He says, "My wife and I are 29 and have increased our income by 150 percent from $115k to $290k over the last five and a half years, which is great. But we're always behind on our millionaire next-door savings rate, despite saving 33 percent. How do we stay motivated?"
So maybe this is your first time tuning in, and you might be wondering about the 'millionaire next door savings rate.' What in the world is that? What's that?
We have this really cool tool that we make available at learn.moneyguy.com. It's our net worth tool
and one of the... No, we don't have that one. Did you see a jump for it? I was like, 'Oh my God!' The problem is I've added so many sheets over here. I'm on call. I don't think you want to print that one out, necessarily. It's an interactive tool that tracks... Am I an average accumulator of wealth, an under-accumulator of wealth, or a prodigious accumulator of wealth?
Where am I on what we call the journey to abundance?

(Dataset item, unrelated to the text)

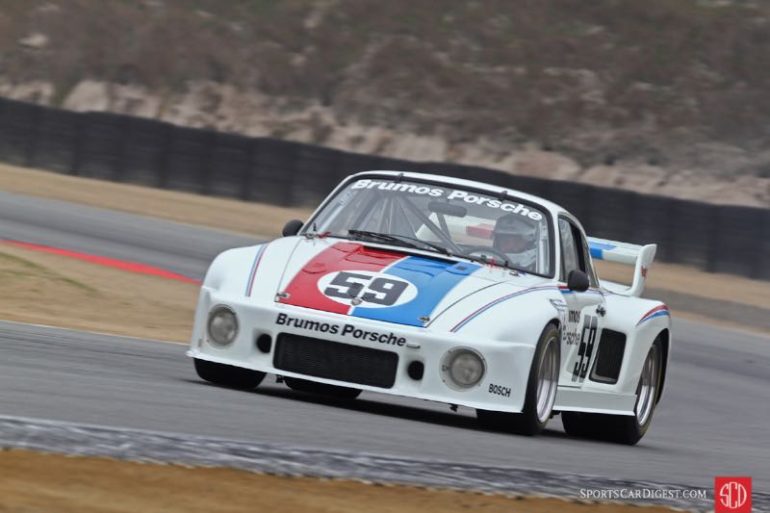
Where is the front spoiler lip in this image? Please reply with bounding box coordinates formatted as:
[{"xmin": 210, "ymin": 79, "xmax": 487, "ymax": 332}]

Well, this problem that James is laying out, based on the mathematical formula that we use to explain how to arrive at your number, is a problem that a lot of our folks who have high-income trajectories face. For those of you who don't know, the formula is pretty simple. It's age times your income divided by 10. Or if, in James' situation, you're someone who is below 40, it's your age times your income divided by 10 plus the number of years until you get to 40. That's the math to figure out where you are: an under-accumulator, average accumulator, or prodigious accumulator of wealth
Well, if your income has gone up a ton, but in all the years prior, it was a lower income, you probably haven't been able to save based on anything because that income is artificially pushing up where you should be from a wealth metric. So, we think that there's a solution to that, which might make it a little bit easier.
Yeah, I mean, it's a time component. That's why we've tried to address this. Bo already gave it to you. If you're under 40, we've already built in a proration part that every year you get older gets you closer to just using the ten as the formula. But there's another one that we don't have built into the tool, and we actually had a lot of debate on this when we were creating it. If you are somebody who's had your income rise very quickly, and you shared $115k to $290k, you could take the average of the last three years. That would smooth out the income because you have two things working against you: you're young and successful.

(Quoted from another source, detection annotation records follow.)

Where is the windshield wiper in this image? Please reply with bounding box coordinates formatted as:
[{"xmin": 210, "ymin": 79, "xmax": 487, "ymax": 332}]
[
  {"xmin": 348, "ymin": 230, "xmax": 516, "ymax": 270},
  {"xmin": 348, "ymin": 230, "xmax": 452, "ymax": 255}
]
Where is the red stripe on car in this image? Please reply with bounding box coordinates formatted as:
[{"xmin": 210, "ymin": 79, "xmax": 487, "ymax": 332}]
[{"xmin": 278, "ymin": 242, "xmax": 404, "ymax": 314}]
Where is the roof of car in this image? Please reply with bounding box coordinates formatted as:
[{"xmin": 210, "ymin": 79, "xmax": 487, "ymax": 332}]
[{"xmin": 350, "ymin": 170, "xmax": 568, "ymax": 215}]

We've already addressed it with Bo's adjustment on the formula, and by the way, the tool does that automatically if you're under 40 years of age. But what we don't have built into the tool is if you have a trajectory of your income going straight up, you might want to do an average of the last three years to get a better understanding of what you should do because it will smooth out that trajectory slightly.
Now, I'm going to talk to my young folks here. I am actually okay. Are you feeling a little bit behind? Yeah, I'm okay, especially if you're a 29-year-old and you and your spouse are making 300 grand a year. I want you to feel a little behind because it's going to be real easy for you to feel calm and comfortable. It's going to be fulfilling real easy if you're like, 'Man, I'm okay. Things are great. Things are awesome.' What you need to realize is you have an amazing opportunity to do something pretty stinking incredible at a really young age. I want you to aggressively attack saving, aggressively attack building. So, I think it's okay if you have a little bit of that 'the wolf is scratching, he's coming' thinking. I'm going to keep saving; I'm going to keep building. I don't think that's a negative motivation, especially for a young high-income earner to have. Because far too often, I see them get too comfortable too soon because they did a projection and they figured out what the money will be worth when they're 60. But you've got to actually get there, right? So, I think that a little bit of motivation is not bad.
I look... I don't want you to live a miserly life. I want you to go, create, bedazzle your basic life, and have great memories so you look back at your 20s super excited and happy. You look back at your 30s. But for most Financial Mutants, you're not going to really start feeling really comfortable, reaching that boiling point of success until your early 40s. And that's okay. But because of that, I just want you to get maximized every bit of it. If you go to moneyguy.com/resources, we have the money multiplier
. Of course, if you see how much exponential growth you get in your 20s and 30s, you'll see why you need to be very deliberate with what you spend your money on but also how much you save and put to work.